When structuring a text graph, the text similarity within the window needs to be compared with a threshold to dynamically adjust the window size to better capture the relationships between the texts. Therefore, the selection of the size of the threshold is critical. By choosing different thresholds for several experiments, the results are shown in Fig. 5. As can be seen from the figure, when the threshold is too small, almost all pairs of nodes in the graph are connected, resulting in the graph becoming too dense with nodes connected by a large number of irrelevant edges.
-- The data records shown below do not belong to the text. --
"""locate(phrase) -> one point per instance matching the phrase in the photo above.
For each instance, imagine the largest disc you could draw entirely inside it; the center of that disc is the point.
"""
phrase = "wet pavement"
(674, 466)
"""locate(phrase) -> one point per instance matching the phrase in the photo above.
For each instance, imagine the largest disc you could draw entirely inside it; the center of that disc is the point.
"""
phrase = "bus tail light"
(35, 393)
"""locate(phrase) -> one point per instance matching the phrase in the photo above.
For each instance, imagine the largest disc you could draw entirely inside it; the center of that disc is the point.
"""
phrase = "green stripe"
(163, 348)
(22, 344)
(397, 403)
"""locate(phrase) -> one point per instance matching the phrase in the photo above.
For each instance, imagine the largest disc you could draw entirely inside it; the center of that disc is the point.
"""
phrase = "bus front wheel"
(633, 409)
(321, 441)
These edges represent texts unrelated to the context, which can interfere with subsequent feature propagation and learning. At the same time, when the threshold is too large, the connectivity of the adjacency matrix decreases, and too low a connectivity may lead to isolated nodes or small isolated subgraphs, which prevents the GCN from efficiently propagating the features and, thus, from capturing the relationships between texts.